Bonus: The Deck of Cards that Made Tarot a Global Phenomenon, Atlas Obscura 

The Querent (Alexander Chee, The Morning News, August 2011)

The querent is the person who asks the tarot—“78 windows into the secret life of the world, hidden somewhere beyond the air, under the skin of existence”—a question. In this moving personal essay, Chee starts with fortune telling, buying a deck that the (in)famous occultist Aleister Crowley designed together with Lady Frieda Harris, seeking “one of those mirrors, the ones positioned so you can see around a corner, but for my whole life.” He ends up with something else a lot harder to define, something he must meet with his eyes closed nonetheless. 

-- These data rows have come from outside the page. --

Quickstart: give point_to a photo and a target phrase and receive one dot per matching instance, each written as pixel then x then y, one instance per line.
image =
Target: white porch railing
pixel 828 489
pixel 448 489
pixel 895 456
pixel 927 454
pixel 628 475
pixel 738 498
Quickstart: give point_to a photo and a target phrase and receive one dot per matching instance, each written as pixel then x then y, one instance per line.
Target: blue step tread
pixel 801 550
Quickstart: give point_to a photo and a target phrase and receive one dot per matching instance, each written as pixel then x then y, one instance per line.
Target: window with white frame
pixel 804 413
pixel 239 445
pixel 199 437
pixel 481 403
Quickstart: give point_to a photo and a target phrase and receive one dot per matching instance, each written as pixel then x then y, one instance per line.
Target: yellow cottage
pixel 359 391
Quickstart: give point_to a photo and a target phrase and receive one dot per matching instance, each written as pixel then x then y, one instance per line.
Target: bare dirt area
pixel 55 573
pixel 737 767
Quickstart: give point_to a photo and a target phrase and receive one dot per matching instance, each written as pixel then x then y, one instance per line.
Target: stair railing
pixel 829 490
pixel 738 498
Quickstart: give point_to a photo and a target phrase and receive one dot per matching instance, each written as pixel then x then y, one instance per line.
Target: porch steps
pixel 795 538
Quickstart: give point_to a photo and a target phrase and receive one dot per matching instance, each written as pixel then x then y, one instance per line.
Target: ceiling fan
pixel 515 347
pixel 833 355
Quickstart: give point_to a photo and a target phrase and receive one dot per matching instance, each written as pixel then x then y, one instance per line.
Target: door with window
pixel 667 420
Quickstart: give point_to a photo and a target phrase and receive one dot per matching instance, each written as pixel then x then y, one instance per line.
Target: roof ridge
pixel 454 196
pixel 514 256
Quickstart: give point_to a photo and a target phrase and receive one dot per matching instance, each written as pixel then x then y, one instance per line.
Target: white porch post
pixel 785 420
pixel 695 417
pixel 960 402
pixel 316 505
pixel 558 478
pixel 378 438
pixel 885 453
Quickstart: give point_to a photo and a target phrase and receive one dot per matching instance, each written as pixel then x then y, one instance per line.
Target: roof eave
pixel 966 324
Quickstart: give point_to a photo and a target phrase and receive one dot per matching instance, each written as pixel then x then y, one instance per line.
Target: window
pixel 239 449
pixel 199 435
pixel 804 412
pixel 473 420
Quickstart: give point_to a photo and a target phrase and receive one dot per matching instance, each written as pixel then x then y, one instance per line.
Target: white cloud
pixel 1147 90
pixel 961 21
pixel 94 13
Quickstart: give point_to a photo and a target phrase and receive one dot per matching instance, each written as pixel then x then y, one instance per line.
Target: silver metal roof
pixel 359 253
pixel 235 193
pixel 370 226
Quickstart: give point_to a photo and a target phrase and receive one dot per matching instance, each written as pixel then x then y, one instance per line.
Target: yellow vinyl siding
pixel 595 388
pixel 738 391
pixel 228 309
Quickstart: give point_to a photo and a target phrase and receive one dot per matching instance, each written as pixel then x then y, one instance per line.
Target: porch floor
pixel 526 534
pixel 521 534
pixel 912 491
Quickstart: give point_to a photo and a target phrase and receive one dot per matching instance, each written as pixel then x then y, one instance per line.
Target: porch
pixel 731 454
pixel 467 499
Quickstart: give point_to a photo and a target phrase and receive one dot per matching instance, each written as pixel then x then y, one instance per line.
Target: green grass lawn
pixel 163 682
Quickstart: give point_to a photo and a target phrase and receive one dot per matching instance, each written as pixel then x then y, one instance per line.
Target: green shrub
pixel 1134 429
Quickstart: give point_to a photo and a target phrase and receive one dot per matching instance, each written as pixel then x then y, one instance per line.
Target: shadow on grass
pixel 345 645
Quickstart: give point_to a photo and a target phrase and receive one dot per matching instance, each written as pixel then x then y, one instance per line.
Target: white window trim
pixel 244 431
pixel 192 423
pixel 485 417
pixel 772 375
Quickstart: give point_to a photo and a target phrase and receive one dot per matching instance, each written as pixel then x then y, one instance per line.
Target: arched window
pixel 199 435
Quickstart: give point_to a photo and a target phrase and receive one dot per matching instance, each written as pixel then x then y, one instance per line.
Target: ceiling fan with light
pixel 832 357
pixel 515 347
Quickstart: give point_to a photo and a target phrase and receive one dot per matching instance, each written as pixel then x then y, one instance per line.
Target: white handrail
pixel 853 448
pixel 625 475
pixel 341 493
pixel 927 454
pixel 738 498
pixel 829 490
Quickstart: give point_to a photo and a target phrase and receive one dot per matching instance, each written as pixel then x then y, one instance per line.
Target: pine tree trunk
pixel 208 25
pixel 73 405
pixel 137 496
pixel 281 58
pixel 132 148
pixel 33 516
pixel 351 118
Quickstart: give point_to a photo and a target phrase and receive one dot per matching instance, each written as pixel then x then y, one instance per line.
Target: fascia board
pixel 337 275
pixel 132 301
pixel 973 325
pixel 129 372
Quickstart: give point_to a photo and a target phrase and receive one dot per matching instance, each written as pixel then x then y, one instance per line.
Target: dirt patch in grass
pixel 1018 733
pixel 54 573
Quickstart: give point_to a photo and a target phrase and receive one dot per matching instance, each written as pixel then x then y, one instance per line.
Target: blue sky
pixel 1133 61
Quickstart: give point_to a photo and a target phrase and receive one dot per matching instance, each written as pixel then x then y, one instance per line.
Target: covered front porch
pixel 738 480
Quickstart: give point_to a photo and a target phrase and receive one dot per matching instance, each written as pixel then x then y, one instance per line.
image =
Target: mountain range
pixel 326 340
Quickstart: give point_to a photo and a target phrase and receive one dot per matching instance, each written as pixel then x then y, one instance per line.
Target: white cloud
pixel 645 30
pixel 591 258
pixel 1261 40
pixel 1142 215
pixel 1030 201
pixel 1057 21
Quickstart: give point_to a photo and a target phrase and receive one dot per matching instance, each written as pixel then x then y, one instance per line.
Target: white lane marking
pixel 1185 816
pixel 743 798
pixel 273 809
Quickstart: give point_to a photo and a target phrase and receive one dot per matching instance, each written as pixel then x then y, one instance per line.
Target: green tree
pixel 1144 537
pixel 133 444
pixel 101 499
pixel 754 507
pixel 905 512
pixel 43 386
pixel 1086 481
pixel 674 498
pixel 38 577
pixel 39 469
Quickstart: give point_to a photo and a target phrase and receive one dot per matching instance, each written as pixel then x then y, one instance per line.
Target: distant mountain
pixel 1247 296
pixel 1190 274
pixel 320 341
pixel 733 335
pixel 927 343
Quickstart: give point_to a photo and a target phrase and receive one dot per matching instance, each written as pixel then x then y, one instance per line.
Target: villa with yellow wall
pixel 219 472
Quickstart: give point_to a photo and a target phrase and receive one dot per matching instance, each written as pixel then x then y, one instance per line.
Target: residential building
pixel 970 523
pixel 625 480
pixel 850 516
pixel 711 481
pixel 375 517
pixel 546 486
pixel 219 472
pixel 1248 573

On reflection, it seems to me much of what I love about literature is also what I love about the Tarot—archetypes at play, hidden forces, secrets brought to light. When I bought the deck, it was for the same reason I bought the car—I wanted to feel powerful in the face of my fate. I felt too much like a character in a novel, buffeted by cruel turns of fate. I wanted to look over the top of my life and see what was coming; I wanted to be its author.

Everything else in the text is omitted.